その時点で俺の胃袋は、すでにナギに心を掴まれていたのかもしれない。
彼女は、昨日と同じ場所にいた。
あの錆びたスプーンと、黙ったままの目。
近づいても、逃げない。
でも、歓迎もされない。
「喋らないで。必要なことだけでいい」
それが、高遠ナギという少女との“会話のはじまり”だった。
◆ ◆ ◆
ゴミ山の裏手、廃棄された道具置き場。
ナギはそこに、小さな物置スペースを作っていた。
段ボールの壁、天井から吊るされた空き缶ランタン、
床にはベビーカーの布を再利用したマット。
どれも“ゴミ”からできてるのに、
ちゃんと“生活”の匂いがした。
「ここ、お前の家か?」
ナギは頷きもしなかったけど、
その無反応こそが“YES”だった。
「誰かと、住んでたことは?」
「……前は、いた。
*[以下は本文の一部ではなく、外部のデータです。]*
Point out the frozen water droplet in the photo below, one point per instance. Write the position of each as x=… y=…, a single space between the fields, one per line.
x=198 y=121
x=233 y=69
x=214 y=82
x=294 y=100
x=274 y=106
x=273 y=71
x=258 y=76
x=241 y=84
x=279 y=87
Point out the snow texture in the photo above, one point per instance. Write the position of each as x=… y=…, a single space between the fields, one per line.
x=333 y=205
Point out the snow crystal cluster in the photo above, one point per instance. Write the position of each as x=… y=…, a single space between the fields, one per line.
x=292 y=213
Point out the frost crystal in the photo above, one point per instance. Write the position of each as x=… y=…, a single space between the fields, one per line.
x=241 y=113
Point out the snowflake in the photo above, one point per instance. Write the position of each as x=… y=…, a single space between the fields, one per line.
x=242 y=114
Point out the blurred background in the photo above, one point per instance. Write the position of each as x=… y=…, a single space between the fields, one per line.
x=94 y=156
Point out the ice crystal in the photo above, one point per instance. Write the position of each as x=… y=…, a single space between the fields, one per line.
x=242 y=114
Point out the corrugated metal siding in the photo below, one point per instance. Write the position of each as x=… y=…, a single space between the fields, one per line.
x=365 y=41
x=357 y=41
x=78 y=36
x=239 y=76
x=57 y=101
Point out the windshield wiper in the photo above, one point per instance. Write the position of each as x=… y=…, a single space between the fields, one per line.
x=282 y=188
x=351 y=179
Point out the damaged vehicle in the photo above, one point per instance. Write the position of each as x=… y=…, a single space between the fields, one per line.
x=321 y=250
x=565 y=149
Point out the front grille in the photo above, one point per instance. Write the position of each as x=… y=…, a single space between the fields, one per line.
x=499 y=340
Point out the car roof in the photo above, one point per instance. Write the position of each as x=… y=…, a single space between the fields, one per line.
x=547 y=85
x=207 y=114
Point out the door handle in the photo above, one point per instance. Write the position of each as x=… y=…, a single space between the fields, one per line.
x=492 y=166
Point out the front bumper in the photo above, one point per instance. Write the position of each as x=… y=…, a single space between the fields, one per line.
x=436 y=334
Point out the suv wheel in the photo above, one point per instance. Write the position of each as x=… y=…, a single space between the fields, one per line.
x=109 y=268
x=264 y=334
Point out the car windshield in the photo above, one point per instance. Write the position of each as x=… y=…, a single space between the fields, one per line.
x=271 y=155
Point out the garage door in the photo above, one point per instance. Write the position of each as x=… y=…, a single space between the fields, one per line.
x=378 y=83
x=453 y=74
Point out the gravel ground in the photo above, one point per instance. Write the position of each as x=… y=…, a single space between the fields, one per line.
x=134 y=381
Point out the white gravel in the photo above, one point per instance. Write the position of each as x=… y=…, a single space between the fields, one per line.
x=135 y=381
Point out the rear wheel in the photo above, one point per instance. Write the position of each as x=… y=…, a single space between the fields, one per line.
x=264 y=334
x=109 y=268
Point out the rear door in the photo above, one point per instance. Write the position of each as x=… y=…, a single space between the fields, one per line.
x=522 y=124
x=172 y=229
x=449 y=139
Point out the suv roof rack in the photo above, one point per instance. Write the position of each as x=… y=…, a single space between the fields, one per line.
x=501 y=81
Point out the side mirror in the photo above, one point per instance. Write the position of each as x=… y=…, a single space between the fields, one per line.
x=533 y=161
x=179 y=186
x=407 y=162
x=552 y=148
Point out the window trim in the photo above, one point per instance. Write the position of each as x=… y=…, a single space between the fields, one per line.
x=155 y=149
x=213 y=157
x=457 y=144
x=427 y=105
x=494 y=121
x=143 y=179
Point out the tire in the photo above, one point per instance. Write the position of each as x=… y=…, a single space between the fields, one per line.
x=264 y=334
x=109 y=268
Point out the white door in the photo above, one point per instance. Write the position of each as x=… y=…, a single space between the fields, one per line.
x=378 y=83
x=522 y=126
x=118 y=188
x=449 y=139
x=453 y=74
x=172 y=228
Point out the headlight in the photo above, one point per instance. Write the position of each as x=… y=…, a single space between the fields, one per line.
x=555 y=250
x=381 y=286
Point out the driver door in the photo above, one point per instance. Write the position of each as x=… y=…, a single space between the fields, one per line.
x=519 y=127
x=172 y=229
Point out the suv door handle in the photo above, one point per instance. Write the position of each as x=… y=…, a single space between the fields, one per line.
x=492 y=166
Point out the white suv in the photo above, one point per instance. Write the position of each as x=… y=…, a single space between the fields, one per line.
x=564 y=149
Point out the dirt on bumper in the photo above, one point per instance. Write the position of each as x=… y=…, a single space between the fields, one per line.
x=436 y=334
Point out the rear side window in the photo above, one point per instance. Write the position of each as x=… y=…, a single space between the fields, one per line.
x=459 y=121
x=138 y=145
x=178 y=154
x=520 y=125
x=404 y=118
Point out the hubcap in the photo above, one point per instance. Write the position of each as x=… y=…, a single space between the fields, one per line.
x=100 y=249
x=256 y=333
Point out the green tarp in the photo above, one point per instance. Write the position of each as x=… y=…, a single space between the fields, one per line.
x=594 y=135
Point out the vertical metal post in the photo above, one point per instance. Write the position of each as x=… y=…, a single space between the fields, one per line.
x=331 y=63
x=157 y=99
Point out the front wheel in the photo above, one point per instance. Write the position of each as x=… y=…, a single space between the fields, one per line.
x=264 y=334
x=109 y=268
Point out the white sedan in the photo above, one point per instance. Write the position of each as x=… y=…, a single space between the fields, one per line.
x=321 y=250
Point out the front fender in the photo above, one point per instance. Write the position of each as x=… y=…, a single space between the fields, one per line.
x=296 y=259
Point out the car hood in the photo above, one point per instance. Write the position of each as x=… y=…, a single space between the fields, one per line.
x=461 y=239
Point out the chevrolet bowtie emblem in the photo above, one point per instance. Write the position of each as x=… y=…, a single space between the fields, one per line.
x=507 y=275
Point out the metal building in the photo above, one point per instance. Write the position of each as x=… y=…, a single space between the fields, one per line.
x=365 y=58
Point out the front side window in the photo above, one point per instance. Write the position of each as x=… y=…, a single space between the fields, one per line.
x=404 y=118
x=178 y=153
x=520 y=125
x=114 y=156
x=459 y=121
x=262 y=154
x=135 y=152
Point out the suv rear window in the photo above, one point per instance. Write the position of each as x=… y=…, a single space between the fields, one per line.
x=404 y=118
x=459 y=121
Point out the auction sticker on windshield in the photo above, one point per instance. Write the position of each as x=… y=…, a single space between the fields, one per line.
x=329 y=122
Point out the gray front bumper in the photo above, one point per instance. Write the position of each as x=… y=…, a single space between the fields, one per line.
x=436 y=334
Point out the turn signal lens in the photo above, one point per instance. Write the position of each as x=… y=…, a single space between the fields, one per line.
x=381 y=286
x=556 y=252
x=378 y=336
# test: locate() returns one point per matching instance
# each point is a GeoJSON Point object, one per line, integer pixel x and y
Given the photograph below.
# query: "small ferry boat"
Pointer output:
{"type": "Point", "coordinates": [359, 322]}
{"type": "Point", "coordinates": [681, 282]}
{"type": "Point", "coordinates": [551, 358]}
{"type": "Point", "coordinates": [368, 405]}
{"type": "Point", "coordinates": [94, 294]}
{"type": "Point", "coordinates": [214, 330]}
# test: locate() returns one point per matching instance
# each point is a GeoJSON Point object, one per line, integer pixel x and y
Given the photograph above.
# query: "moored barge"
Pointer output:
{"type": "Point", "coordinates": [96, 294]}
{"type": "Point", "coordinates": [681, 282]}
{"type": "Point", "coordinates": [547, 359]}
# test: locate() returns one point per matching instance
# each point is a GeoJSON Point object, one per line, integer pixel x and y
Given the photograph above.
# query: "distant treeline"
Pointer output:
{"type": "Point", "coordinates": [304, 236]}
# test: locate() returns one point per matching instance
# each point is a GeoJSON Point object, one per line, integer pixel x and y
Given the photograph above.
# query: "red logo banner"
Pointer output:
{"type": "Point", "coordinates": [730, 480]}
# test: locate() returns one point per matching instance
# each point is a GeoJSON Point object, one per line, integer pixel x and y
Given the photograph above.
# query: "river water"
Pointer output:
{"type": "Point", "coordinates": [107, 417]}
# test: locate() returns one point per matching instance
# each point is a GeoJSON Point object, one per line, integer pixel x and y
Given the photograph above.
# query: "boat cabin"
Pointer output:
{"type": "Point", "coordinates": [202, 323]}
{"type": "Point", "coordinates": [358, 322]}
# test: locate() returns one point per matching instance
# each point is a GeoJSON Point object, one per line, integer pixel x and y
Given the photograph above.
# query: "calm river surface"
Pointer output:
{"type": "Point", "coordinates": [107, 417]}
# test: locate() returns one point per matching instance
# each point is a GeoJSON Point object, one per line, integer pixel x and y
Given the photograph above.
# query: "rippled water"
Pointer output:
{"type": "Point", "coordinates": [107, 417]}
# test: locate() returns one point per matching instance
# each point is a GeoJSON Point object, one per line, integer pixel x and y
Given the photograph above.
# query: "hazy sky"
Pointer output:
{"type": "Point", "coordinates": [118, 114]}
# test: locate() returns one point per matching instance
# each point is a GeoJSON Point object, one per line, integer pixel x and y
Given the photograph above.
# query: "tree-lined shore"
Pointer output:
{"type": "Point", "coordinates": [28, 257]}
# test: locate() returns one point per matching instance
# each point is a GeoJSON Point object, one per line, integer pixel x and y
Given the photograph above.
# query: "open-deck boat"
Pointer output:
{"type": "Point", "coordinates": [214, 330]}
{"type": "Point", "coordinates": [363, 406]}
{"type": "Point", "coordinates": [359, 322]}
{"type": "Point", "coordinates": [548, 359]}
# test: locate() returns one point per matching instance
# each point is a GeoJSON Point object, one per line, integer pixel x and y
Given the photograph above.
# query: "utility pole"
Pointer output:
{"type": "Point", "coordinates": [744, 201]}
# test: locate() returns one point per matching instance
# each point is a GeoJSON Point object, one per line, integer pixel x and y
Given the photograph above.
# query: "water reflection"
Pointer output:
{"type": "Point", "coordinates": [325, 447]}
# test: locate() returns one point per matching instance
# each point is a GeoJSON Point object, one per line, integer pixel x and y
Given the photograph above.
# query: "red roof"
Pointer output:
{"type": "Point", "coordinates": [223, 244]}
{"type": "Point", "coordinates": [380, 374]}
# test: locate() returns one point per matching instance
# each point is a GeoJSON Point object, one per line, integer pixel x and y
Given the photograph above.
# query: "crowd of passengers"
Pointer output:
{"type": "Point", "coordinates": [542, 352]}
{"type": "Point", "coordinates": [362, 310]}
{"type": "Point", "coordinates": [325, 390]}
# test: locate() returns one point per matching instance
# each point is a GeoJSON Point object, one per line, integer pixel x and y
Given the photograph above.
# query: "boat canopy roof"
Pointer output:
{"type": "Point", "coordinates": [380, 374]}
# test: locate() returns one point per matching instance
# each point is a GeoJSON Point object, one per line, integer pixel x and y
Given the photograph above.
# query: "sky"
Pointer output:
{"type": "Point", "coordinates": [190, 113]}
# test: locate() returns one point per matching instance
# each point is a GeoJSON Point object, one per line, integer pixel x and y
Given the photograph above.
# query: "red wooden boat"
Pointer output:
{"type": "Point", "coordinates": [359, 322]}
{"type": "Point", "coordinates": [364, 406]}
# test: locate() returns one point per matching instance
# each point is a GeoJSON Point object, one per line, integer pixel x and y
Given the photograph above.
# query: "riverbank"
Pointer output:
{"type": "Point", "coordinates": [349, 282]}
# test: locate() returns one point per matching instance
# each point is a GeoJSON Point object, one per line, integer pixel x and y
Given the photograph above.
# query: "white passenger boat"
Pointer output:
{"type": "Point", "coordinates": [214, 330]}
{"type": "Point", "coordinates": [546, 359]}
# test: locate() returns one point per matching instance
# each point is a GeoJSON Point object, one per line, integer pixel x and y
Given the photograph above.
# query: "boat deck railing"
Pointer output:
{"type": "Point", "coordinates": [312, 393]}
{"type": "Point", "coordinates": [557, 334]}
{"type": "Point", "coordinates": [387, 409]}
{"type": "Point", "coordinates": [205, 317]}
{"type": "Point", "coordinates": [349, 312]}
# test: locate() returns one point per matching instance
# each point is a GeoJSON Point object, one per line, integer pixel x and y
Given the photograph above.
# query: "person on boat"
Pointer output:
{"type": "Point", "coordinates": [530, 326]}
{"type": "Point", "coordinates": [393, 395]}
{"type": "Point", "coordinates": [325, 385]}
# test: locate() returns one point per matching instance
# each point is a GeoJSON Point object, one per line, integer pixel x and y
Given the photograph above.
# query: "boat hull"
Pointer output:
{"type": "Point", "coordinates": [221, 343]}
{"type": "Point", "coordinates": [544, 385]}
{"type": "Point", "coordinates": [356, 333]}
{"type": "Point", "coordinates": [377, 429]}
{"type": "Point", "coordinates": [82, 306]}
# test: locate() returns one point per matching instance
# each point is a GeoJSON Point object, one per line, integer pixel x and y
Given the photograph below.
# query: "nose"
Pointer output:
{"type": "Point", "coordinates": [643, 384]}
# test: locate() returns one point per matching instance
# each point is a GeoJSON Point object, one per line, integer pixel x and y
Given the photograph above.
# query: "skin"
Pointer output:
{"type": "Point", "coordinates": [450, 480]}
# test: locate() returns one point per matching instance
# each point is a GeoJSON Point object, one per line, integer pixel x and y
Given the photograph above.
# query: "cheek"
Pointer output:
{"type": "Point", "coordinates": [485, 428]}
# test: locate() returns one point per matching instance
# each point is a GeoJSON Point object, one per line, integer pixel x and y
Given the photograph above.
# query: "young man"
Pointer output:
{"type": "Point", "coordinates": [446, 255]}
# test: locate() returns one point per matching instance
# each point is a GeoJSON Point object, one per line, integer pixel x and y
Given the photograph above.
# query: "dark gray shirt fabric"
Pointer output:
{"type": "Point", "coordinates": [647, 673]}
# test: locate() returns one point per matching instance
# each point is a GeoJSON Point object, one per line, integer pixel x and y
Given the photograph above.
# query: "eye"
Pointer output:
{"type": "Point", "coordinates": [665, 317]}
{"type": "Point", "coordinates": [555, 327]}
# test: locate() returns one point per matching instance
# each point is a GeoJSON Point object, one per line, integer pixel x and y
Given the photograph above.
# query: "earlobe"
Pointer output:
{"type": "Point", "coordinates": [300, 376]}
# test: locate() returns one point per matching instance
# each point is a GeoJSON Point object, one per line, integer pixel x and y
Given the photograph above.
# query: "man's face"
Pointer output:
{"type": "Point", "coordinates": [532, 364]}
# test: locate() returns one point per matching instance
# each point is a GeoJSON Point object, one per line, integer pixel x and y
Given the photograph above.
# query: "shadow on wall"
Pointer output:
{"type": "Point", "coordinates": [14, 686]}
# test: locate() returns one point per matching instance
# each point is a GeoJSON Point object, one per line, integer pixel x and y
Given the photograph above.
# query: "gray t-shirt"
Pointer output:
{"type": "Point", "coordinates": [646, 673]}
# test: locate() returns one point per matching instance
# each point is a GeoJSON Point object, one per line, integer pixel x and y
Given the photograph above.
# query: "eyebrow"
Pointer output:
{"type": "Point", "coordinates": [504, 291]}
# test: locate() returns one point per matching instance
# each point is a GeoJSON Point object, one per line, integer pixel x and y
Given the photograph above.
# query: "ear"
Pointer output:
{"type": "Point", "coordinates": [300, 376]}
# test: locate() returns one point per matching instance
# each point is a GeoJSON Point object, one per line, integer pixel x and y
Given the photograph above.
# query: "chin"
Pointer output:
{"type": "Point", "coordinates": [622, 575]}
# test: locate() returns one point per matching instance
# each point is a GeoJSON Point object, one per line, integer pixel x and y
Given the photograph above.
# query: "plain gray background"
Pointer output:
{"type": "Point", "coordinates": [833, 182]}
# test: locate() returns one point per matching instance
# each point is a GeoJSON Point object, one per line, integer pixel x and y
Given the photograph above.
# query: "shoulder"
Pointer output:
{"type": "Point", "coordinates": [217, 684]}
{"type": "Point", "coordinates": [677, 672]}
でも、もういない」
「誰かといると、弱くなる。そう思った」
ナギの手元には、
空き缶の中でコトコト煮込まれてる“何か”があった。
「これ、何作ってんの?」
「雑炊」
「残飯と、乾燥パスタと、雨水」
「……うまいのか、それ」
「味は知らない。でも、あったかい」
俺は、その場でしゃがみ込んだ。
「ちょっとだけ、教えてくれないか。どうやってここで、生きてるのか」
ナギはしばらく黙ってた。
でも、火を少し強くしてから、こう言った。
「喋るより、見せる」
その日、俺は“無言の授業”を受けた。
・缶の火力を強くするための空気穴
・靴の破れを封筒のビニールで補修する方法
・食える雑草と、食えない苔の見分け方
・寝る前に石を温めて、布の下に置く“即席湯たんぽ”
「あんた、勉強はできそうだけど……ここで生きるのは、下手そう」
「うるせぇ。今は見習いだ」
ナギは小さく笑った。
ほんの一瞬だけだったけど、それは本当に“笑ってた”。
それが、俺の中でナギという存在が
ただの“缶詰少女”から、“仲間候補”になった瞬間だった。